ERG SES D 03, ICT and Education
The integration of media and technology into classrooms has been both a priority and a challenge. While there appear to be a number of negative effects resulting from exposure to media and technology, such as selfishness and cyberbullying, growing evidence suggests that there are a number of positive outcomes. Some positive outcomes include deeper learning, increased motivation, more independent work, and increased confidence and curiosity. One of the main theories being explored in early childhood education is ‘Theory of Mind’, which is an individual’s ability to understand others’ cognitive states, including their desires, beliefs and knowledge. Theory of mind is a child’s ability to distinguish the brain from the mind and is posited to develop at age 4. An additional perspective suggests that altruism and prosocial behaviours emerge during the preschool years (ages 2-5). Prosocial behaviours include helping, comforting, cooperating, and sharing and are defined as acts intended to benefit others, for reciprocal or non-reciprocal purposes. Preschool aged children, in developed countries, are often exposed to media and technology by their parents, teachers, or peers in preschools, daycares, and kindergarten classrooms. This exposure occurs during the development of prosocial behaviours and theory of mind.

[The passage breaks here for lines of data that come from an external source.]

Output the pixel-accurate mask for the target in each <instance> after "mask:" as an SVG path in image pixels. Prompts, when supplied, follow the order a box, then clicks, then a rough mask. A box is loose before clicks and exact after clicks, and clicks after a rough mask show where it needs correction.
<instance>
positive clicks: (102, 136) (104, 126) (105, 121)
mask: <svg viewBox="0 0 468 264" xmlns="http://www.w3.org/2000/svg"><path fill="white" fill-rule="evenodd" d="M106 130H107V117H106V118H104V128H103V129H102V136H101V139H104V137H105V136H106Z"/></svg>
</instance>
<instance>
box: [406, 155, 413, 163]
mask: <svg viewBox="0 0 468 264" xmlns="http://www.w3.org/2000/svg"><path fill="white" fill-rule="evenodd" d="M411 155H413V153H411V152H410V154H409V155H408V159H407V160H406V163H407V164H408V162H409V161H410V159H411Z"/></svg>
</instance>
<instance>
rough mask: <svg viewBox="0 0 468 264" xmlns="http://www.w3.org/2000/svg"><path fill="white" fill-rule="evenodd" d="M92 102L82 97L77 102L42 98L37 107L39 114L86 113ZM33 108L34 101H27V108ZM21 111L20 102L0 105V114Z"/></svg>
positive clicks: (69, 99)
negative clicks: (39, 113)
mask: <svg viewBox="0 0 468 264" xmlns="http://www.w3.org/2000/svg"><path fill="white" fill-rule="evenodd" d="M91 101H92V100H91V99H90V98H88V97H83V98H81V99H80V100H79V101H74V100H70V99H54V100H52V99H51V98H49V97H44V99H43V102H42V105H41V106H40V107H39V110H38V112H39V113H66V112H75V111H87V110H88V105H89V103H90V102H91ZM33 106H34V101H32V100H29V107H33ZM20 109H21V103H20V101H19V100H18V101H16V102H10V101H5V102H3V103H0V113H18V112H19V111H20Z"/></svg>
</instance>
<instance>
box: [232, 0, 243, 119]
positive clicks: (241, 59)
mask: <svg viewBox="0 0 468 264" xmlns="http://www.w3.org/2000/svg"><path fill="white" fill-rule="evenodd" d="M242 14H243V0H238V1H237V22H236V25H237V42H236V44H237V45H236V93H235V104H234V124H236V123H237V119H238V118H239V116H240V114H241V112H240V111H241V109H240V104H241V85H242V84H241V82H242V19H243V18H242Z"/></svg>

Sharing is a specific prosocial behaviour and can be defined as offering, showing, allowing use of an object or turn-taking. Sharing behaviours are developed at young ages (2-5) and some researchers found that these children readily share physical objects, such as toys or stickers, and can self-initiate sharing with computers. However, it is unclear how preschool children’s prosocial sharing behaviours are reinforced or reduced through the use of media and technology. My study will contribute to a larger longitudinal project on “Researching cognition and technology: How we learn across the lifespan”. I will focus on young children’s (ages 4 and 5) interaction with media and technology, in particular with touchpads (i.e., iPads). This interaction will include the observations of prosocial sharing behaviours while using touchpads, and more specifically iPads. My research questions are:
- What are the effects of iPads (e.g., touchpads) on the development of prosocial behaviours, specifically sharing, of preschool children?
- What are the dynamics of interplay between prosocial sharing behaviours and iPads amongst preschool children?
- How do iPads shape children’s’ theory of mind?